I was trying to find the distance a machine system I designed would potentially go. The machine works like this: A mass $M$ drops down and through a system of pulleys, pulls a wheel wound with the cable which pushes the system forward. Given a speed of wind $w$, coefficient of friction $\mu$, mass of entire system $m$, and the force of air resistance $F_a=c(w+v)^2$, and a maximum drop height $h$ before the cable fully unwinds from the wheel and let's go of it, what is the maximum distance $s$ the system will travel?
$_{ \text {(pardon my mspaint)} }$
My Work: I first split this up into two problems: Find the kinetic energy of the velocity after the cable has been detached based on work, then set that kinetic energy equal to the work done by air resistance and friction.

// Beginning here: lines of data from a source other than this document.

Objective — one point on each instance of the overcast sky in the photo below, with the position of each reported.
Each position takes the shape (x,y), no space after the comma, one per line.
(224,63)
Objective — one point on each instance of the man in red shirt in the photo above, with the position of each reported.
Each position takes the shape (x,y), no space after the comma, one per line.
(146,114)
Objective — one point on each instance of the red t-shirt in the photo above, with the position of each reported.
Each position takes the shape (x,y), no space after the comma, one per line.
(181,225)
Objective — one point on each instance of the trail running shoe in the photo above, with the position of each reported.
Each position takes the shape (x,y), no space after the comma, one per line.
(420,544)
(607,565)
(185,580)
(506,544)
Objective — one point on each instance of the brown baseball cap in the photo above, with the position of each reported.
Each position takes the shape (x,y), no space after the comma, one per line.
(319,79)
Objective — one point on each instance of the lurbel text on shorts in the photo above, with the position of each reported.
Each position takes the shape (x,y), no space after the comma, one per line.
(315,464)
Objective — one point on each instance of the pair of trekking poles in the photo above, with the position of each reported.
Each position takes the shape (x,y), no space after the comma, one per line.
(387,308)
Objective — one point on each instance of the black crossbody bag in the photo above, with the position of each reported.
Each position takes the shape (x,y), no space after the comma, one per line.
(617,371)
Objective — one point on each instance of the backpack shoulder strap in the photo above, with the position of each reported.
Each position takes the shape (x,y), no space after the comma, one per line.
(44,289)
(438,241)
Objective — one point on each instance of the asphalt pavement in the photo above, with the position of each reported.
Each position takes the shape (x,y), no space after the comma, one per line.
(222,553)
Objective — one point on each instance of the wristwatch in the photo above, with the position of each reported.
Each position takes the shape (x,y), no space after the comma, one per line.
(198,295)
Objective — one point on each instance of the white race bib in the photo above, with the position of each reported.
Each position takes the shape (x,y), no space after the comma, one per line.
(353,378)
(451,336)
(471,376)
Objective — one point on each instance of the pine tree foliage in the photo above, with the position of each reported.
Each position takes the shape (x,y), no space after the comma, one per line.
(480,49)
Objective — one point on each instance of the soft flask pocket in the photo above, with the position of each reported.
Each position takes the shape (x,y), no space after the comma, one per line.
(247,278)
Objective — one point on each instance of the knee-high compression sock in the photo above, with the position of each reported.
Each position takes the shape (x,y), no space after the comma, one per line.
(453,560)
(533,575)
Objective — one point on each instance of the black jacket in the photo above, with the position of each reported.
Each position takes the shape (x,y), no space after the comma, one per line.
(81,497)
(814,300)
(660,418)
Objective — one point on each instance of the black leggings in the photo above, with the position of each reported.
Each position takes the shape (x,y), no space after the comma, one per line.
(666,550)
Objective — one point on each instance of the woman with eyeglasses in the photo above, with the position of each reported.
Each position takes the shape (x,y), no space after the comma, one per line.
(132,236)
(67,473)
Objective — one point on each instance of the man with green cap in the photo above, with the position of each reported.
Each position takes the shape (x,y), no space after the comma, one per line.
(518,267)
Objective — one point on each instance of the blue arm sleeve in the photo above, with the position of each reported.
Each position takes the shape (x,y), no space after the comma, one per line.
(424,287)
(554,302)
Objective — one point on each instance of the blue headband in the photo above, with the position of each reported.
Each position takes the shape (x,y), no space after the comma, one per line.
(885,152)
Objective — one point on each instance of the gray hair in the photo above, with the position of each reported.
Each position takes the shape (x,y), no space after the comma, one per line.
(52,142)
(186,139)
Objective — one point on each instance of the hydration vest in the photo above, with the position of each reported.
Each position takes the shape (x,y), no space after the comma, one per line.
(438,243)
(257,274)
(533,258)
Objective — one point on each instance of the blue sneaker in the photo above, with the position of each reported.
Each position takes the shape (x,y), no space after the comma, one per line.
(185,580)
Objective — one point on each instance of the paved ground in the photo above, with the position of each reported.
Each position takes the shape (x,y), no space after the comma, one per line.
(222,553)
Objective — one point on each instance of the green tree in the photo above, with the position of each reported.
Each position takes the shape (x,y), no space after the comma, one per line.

$W_1 = \int (\sum F_x)\cdot v \ \mathrm dt$
$W_1 = \int v(-c(w+v)^2+g(M -\mu m)) \ \mathrm dt$
$W_1 = \int (-cw^2v-2cwv^2-cv^3+gv(M -\mu m)) \ \mathrm dt$
But since $v = {\ \mathrm ds \over \ \mathrm dt}$, things get really weird, as:
$W_1 = -c \int (w^2{\ \mathrm ds \over \ \mathrm dt} + 2w({\ \mathrm ds \over \ \mathrm dt})^2 + ({\ \mathrm ds \over \ \mathrm dt})^3) \ \mathrm dt + g \int {\ \mathrm ds \over \ \mathrm dt} (M -\mu m) \ \mathrm dt$
$W_1 = -c \int w^2 \ \mathrm ds + \int 2w({\ \mathrm ds \over \ \mathrm dt} + ({\ \mathrm ds \over \ \mathrm dt})^2) \ \mathrm ds + g \int (M -\mu m) \ \mathrm ds $
$W_1 = -c \int (2w{\ \mathrm ds \over \ \mathrm dt} + ({\ \mathrm ds \over \ \mathrm dt})^2) \ \mathrm ds + gs(M -\mu m) - csw^2$
And I could be wrong, but that looks like a really invalid integral, so how might one solve this problem? I'm thinking there should be a way to do it with Diff. EQ, but am yet to figure that out.